Dell CEO Michael Dell told the Wall Street Journal in an e-mail exchange over the weekend that he intends to stay with the company if his multibillion-dollar offer to buy the joint and take it private isn’t approved by the stockholders.
He also said that he won’t support Carl Icahn’s notion of a leverage recapitalization or Icahn’s schemes to put the company deeper in debt or sell off some its assets to pay shareholders an ostensibly higher price.
Michael reiterated that the specter of $13.75 a share that he and private equity house Silver Lake Partners dangled in front of stockholders last week was a “best and final” offer worth $24.6 billion.
It’s a dime better than the $13.65 a share Dell’s board accepted in February.
He justified the uptick on the grounds that he’s asking for a change in the way the shares are counted so any abstentions are discarded.
Currently abstentions count as “no,” a situation he claims Icahn, who was never a Dell stockholder before Michael put his buy-put offer on the table, has been “unfairly” able to use a minority of shares to block the deal that “the majority of the unaffiliated shares voting on the transaction wanted to accept.”

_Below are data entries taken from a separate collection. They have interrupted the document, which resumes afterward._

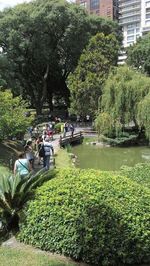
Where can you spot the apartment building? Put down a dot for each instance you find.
(103, 8)
(134, 17)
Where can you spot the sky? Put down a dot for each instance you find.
(10, 3)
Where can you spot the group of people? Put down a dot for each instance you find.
(25, 162)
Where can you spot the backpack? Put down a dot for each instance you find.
(42, 151)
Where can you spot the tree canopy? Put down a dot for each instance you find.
(139, 54)
(126, 98)
(42, 42)
(87, 81)
(12, 112)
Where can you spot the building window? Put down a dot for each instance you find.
(130, 38)
(94, 4)
(130, 31)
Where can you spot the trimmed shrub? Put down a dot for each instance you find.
(140, 173)
(92, 216)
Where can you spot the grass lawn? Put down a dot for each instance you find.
(27, 257)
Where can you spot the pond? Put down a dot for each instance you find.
(109, 158)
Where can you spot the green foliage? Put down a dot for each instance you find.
(87, 81)
(140, 173)
(12, 112)
(103, 124)
(139, 54)
(30, 257)
(123, 91)
(40, 71)
(14, 193)
(90, 215)
(144, 114)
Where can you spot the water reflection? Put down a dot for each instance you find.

“That’s why we’ve now requested that the standard be changed to allow the will of the majority of the unaffiliated shares voting on the transaction to control the outcome.”

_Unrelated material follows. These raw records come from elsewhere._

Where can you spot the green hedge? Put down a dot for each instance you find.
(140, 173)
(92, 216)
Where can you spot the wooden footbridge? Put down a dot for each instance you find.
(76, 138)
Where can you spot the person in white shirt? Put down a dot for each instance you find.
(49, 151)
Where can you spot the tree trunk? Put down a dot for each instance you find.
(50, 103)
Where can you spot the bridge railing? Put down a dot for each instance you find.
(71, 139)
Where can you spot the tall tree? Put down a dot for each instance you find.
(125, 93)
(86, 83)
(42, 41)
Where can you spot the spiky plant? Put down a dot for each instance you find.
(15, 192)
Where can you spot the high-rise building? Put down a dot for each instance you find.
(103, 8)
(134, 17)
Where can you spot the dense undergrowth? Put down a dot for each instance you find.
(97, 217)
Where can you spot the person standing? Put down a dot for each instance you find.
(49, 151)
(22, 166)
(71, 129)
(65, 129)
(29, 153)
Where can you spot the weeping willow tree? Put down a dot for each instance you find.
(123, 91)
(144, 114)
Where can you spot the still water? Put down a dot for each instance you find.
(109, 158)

Icahn personally controls about 8% of the votes but other stockholders like Southeastern Asset Management and T Rowe Price are backing his play.
The paper suggests that Michael’s comments may be a signal to stockholders planning to vote against the buy-out that they’d better support Icahn’s proxy fight to gain control of the company too or be prepared to walk away holding stock that’s lost all of its deal-inflated luster.
The same message may be intended for the Dell board’s special committee which has until August 2 to decide to change the rules or not.
Bloomberg reported last week that the committee wants $14 a share to change the rules.
“Given where we are today,” Michael told the Journal, “I believe the challenges we would face as a public company, including a potential proxy fight, would be significant. But I am ready to fight and I am committed to doing what I believe is right for the company.”
The 10-cent price increase is coming from both Michael Dell and Silver Lake on a pro rata basis. It works out to about another $150 million.